Under the Rumors section of ESPN:
Despite what on the surface appears to be a good match (and reports a couple weeks ago that it was a "done deal"), Vahe Gregorian of the St. Louis Post-Dispatch says that
questions remain about whether Missouri is all but guaranteed an invite to the Big Ten.
In the early 1990s, when the Big Ten was studying further expansion following the addition of Penn State, the Missouri chancellor said he was told by three or four Big Ten presidents that they were more interested in the New York and Philadelphia markets, and that they considered St. Louis covered by Illinois. Has that changed?
Missouri is just 102nd in the latest U.S. News and World Report rankings, far behind three Big East schools under consideration (Pitt, Syracuse and Rutgers), which are between 56th and 66th, and the lowest current Big Ten school, which is 71st. The school's athletic budget of just under $59 million would place it ninth in the Big Ten. And the Tigers are a lowly 42nd in the latest Directors Cup standings measuring overall athletic department performance, which would also be ninth in the Big Ten.

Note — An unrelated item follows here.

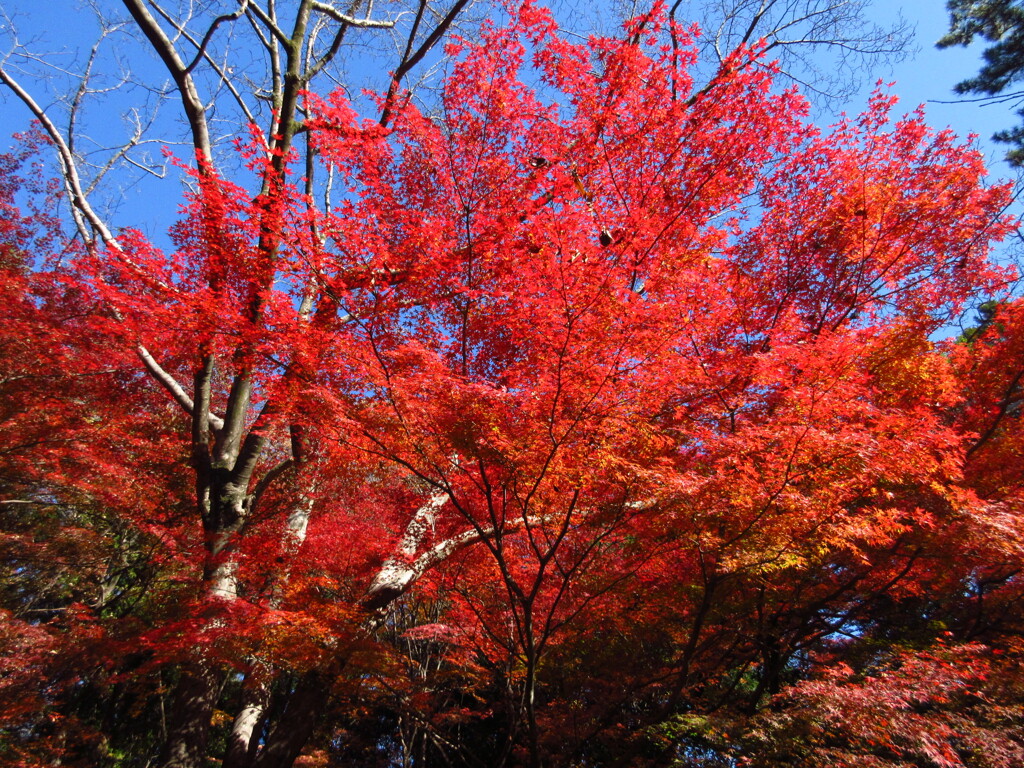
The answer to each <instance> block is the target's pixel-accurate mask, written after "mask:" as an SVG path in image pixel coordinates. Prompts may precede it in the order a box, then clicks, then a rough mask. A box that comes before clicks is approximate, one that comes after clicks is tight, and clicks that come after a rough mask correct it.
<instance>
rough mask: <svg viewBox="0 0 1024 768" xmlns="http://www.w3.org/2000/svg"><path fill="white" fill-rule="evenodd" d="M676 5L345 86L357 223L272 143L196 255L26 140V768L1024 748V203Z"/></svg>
mask: <svg viewBox="0 0 1024 768" xmlns="http://www.w3.org/2000/svg"><path fill="white" fill-rule="evenodd" d="M666 24H667V23H666V22H665V20H664V18H662V17H660V16H659V15H658V14H657V12H655V13H653V14H651V15H649V16H647V17H644V18H641V19H637V20H636V22H634V23H632V24H631V25H630V26H629V27H628V28H627V30H626V32H625V34H624V35H623V36H622V38H618V39H614V38H593V39H591V40H589V41H588V42H586V43H574V42H568V41H567V39H565V38H563V37H561V36H560V35H559V33H558V30H557V29H556V27H555V25H554V24H553V22H552V19H551V16H550V15H549V13H548V12H547V11H545V10H543V9H541V8H539V7H536V6H534V5H532V4H529V3H527V4H525V5H523V6H522V7H519V8H516V9H515V10H514V12H511V14H510V17H509V18H508V22H507V24H505V25H504V26H501V27H498V26H486V27H485V28H484V29H483V31H482V33H481V37H480V39H479V40H478V41H476V42H469V41H462V42H457V43H456V44H454V45H453V48H452V51H451V53H452V55H453V57H454V58H453V61H454V63H453V65H452V67H451V71H450V72H449V74H447V77H446V80H445V84H444V88H443V93H442V96H441V98H440V101H439V102H438V103H437V105H436V110H435V111H434V112H430V113H427V112H423V111H421V110H420V109H418V108H417V106H416V105H415V104H414V103H412V102H411V101H410V102H408V103H404V104H403V105H402V104H397V105H395V104H392V105H391V106H390V108H389V109H390V110H391V115H390V122H389V123H388V124H387V126H385V127H382V125H381V123H380V122H374V121H370V120H365V119H362V118H361V117H360V116H359V115H358V114H357V112H356V111H355V109H354V108H353V106H352V105H351V104H350V103H349V101H348V100H347V99H346V97H345V96H344V95H343V94H342V93H341V92H336V93H333V94H328V95H325V96H323V97H318V96H315V95H314V94H311V93H310V94H307V95H306V106H305V111H306V122H305V124H304V129H305V130H306V131H308V133H309V135H310V137H311V140H312V141H313V142H314V145H315V148H316V156H317V157H318V159H319V161H321V162H322V163H323V164H324V166H325V167H326V168H328V169H330V171H331V173H332V174H333V175H332V179H333V188H332V194H331V198H330V200H329V203H330V205H327V204H326V203H325V202H323V201H314V200H312V199H310V198H308V197H307V196H306V195H305V194H304V193H303V191H302V190H301V188H300V186H298V185H297V183H298V182H297V179H296V175H295V174H293V173H292V172H290V171H285V170H282V169H283V168H284V167H285V164H284V163H283V161H287V160H288V158H281V157H275V156H274V155H273V154H272V153H265V152H264V151H263V148H262V147H261V146H260V145H259V144H258V143H246V142H243V143H242V144H240V152H241V153H242V154H243V155H244V157H245V158H246V159H247V161H248V164H249V174H250V176H249V177H247V178H246V179H241V180H240V179H239V178H234V179H228V178H225V177H223V176H221V175H218V173H216V172H215V170H214V169H213V168H212V167H211V166H210V164H209V162H208V160H207V159H204V158H203V157H202V156H201V157H200V159H199V162H198V164H197V165H196V167H195V168H194V169H193V170H186V172H187V173H188V174H190V178H189V182H190V183H189V185H188V188H190V189H191V191H190V193H189V194H188V196H187V198H186V202H185V206H184V208H183V213H182V218H181V220H180V223H179V224H178V225H177V226H176V227H175V228H174V230H173V232H172V237H173V243H174V247H173V249H170V250H168V251H166V252H164V251H161V250H160V249H158V248H156V247H155V246H154V245H153V244H152V243H150V242H148V241H147V240H146V239H145V238H144V237H142V236H141V234H140V233H139V232H135V231H130V230H128V231H124V232H122V233H120V234H119V236H118V237H117V239H115V238H113V237H111V238H108V239H106V240H105V242H103V243H101V244H100V243H96V244H92V245H89V244H82V243H81V242H79V241H76V240H74V239H69V240H66V239H63V238H61V236H60V233H59V229H58V227H57V226H56V223H55V221H54V220H53V219H52V218H50V217H48V216H47V215H45V211H46V210H47V209H46V208H45V206H42V207H39V208H37V209H32V210H29V209H27V208H25V203H24V201H25V200H27V199H28V198H27V197H26V194H27V193H32V196H31V197H32V199H33V200H41V201H44V202H45V198H46V196H47V194H48V191H49V190H48V188H47V187H46V186H45V185H39V184H38V183H37V182H34V181H33V180H32V179H33V178H34V176H33V175H32V174H31V173H30V172H29V171H30V170H31V169H30V168H29V164H30V163H31V157H32V156H31V154H28V155H26V156H16V157H15V156H6V157H4V158H2V159H0V162H2V164H3V167H4V173H3V176H2V178H0V208H2V209H3V211H2V212H3V215H2V217H0V267H2V269H3V280H2V282H0V291H2V297H0V306H2V307H3V308H2V312H3V323H2V324H0V350H2V355H0V392H2V396H0V435H2V437H0V440H2V442H0V525H2V530H3V538H2V540H0V643H2V646H3V648H4V654H3V658H2V660H0V673H2V674H0V701H2V703H0V762H3V763H5V764H7V765H17V766H44V765H51V764H56V763H57V762H59V763H60V764H63V765H82V766H85V765H90V766H93V765H94V766H125V767H127V766H143V765H156V764H160V765H163V766H168V767H169V766H178V767H182V768H184V767H187V768H193V767H197V768H198V766H203V765H212V764H214V762H216V763H217V764H223V765H224V766H227V767H228V768H239V767H241V766H259V767H261V766H271V765H272V766H290V765H350V766H385V765H386V766H399V765H401V766H411V765H415V766H434V765H462V766H518V765H522V766H531V767H534V768H537V767H539V766H723V767H724V766H730V767H731V766H782V765H785V766H808V767H810V766H821V765H835V766H872V767H878V768H883V767H885V768H897V767H902V766H937V767H940V768H950V767H953V766H956V767H961V768H964V767H970V768H1013V767H1014V766H1019V765H1021V764H1022V763H1024V739H1022V737H1021V733H1024V729H1022V725H1024V723H1022V718H1024V710H1022V706H1024V674H1022V673H1024V667H1022V659H1024V655H1022V652H1024V648H1022V646H1021V640H1020V638H1021V632H1022V630H1024V623H1022V621H1024V584H1022V581H1021V568H1022V564H1024V562H1022V558H1024V551H1022V548H1021V542H1022V541H1024V524H1022V512H1024V510H1022V506H1021V505H1022V496H1021V494H1022V485H1021V482H1022V479H1024V476H1022V474H1021V473H1022V468H1024V464H1022V462H1021V453H1022V444H1024V443H1022V440H1024V437H1022V432H1021V429H1020V420H1019V414H1020V407H1021V398H1022V389H1021V382H1022V379H1024V362H1022V360H1024V349H1022V345H1024V314H1022V311H1024V310H1022V308H1021V306H1020V305H1019V304H1018V303H1016V302H1014V301H1011V300H1006V301H1002V302H1001V303H999V304H998V305H997V306H996V307H995V308H994V309H990V311H989V316H988V319H987V322H986V324H985V327H984V328H982V329H979V330H978V331H977V332H976V333H974V334H972V335H971V336H970V338H969V339H963V340H961V341H957V342H953V341H948V342H936V341H933V340H932V339H933V338H934V337H935V335H936V331H937V330H939V329H941V328H942V327H943V326H944V325H946V324H947V323H948V322H949V319H950V318H952V317H955V316H957V315H958V314H959V313H961V312H963V311H964V310H965V307H966V306H968V305H969V302H970V301H971V300H973V299H975V298H976V297H979V296H992V295H996V294H998V292H999V290H1000V288H1001V286H1002V285H1004V284H1005V283H1006V281H1007V280H1008V279H1009V276H1010V274H1009V273H1008V271H1007V270H1006V269H1004V268H1000V267H999V266H997V265H996V264H994V263H993V261H992V260H991V259H990V257H989V248H990V245H991V244H992V243H993V242H996V241H998V240H999V239H1000V238H1001V237H1004V236H1005V234H1006V233H1007V232H1008V231H1009V229H1010V228H1011V226H1012V225H1013V222H1011V221H1010V220H1008V219H1007V218H1006V217H1005V216H1004V213H1002V212H1004V209H1005V207H1006V205H1007V202H1008V199H1009V190H1008V188H1006V187H1004V186H993V187H986V186H985V185H984V184H983V183H982V178H983V176H984V169H983V167H982V162H981V159H980V157H979V155H978V154H977V153H976V152H975V151H973V150H971V148H970V147H969V146H967V145H965V144H964V143H962V142H961V141H958V140H957V139H956V138H955V137H953V136H952V135H950V134H948V133H945V132H940V133H935V132H933V131H931V130H930V129H929V128H927V127H926V126H925V124H924V122H923V120H922V117H921V116H920V115H916V114H912V115H909V116H906V117H904V118H901V119H894V118H893V116H892V110H893V105H894V99H893V98H891V97H890V96H888V95H887V94H885V93H878V94H877V95H876V96H874V98H873V99H872V101H871V103H870V105H869V108H868V110H867V112H865V114H864V115H862V116H860V117H859V118H856V119H851V120H847V121H844V122H842V123H840V124H839V125H837V126H834V127H833V128H830V129H828V130H819V129H817V128H815V127H813V126H811V125H810V124H809V123H808V122H807V121H806V120H805V105H804V102H803V100H802V99H801V97H800V96H799V95H798V94H797V93H796V92H794V91H783V92H779V91H778V90H777V89H773V88H772V67H771V66H770V65H768V63H766V62H764V61H762V60H761V59H759V58H758V52H757V50H740V51H737V52H736V53H735V54H733V55H732V56H730V57H728V58H727V59H726V60H725V61H724V62H723V63H722V67H721V70H720V71H719V73H718V75H717V76H716V77H715V78H714V79H713V80H711V81H710V82H708V83H707V84H703V85H700V86H695V85H694V83H693V82H692V81H691V79H690V78H689V77H688V75H687V72H688V69H689V68H690V66H691V65H692V62H693V56H694V54H693V53H692V51H690V52H687V50H689V49H687V48H686V47H685V46H680V45H678V43H679V40H680V39H681V38H682V37H684V36H685V35H686V33H685V31H683V30H681V29H679V28H675V27H673V28H672V30H671V31H672V33H673V34H675V35H676V43H677V45H668V44H665V40H666V34H667V32H668V28H667V27H666V26H665V25H666ZM396 103H397V102H396ZM27 140H28V139H27ZM23 168H24V169H25V170H24V171H23V170H19V169H23ZM183 168H187V167H186V166H183ZM253 179H255V181H252V180H253ZM250 182H252V186H253V188H255V189H258V190H259V191H258V193H256V194H254V193H253V191H252V190H250V189H249V188H248V187H247V184H249V183H250ZM41 205H42V204H41ZM993 306H994V305H993Z"/></svg>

One source also told Gregorian that some of the posturing that has been done on the school's behalf "creates an impression that it is both whining and rattling a tin cup to the Big Ten," which could turn off its prospective partner.
So despite the things Missouri has going for it -- a more natural geographic fit, built-in rivalry with Illinois, longtime membership in the Association of American Universities -- the school could still find itself on the outside looking in if the Big Ten only adds one or three schools.